Hope, you can fix the regression.
Thanks,
Andrey
Ki,
they are indeed equally. I used following to do measurements:
endBP = debugSession.breakpoint.add("main.c", 38); print("time measurement..."); debugSession.clock.enable(); time1 = Date.now(); debugSession.target.run(); time2 = Date.now(); clock_count = debugSession.clock.read(); debugSession.clock.disable();
clock_count is in both cases 209130. But it is also supposed to be, since the same code is loaded, thus the CPU processes the same instructions, resulted from printf (RTS library). So there is no direct dependency on emupacks at all. At least this is how I see the process. If something is more complicated, your clarifications are welcome.
The difference in wall clock depends on what the driver code from emupacks does when the CPU is halted on a breakpoint in printf to copy the preformated data from the CPU to the host. And this seems to be broken.
By the way, I measured also fprintf performance. It is also slower.
Regards,
Andrey
Hi,
I did further investigation. I compared debugserver logs and it turned out, that GTI_STAT takes 100ms longer. And there is 2 GTI_STAT calls per cio breakpoint, thus almost exactly matching the performance penalty.
Then I looked into GTI_STAT in libtixds55x.so with objdump and found new usleep call! After overwriting 5 bytes (call to usleep) with 0x90 (nop) the performance seems to be recovered.

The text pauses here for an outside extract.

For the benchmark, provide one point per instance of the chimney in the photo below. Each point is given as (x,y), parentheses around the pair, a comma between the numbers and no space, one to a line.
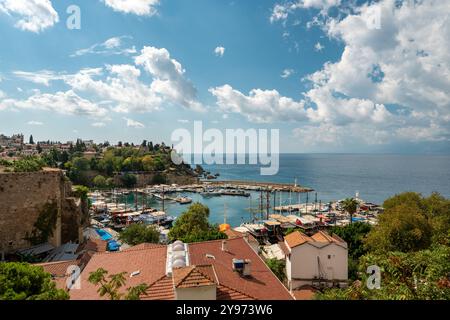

The question is, why libtixds55x.so programmers added a call to sleep for such a extremely long time of 100ms (!) into such frequently called function?
Regards,
Andrey
At the end of last year we had a problem with GTI_STAT() and the XDS200 debug probes where calling GTI_STAT() too often, too quickly caused a race condition in the XDS200 firmware that would hang the communications channel for 15 seconds. The main problem this caused was that flash programming on certain DSPs failed nearly 100% of the time for this issue. While the developer of the debug probe was working on the real fix, we put in the delay as a temporary workaround.
The root cause has been fixed, and the delay will be removed for the next official release of the emupack.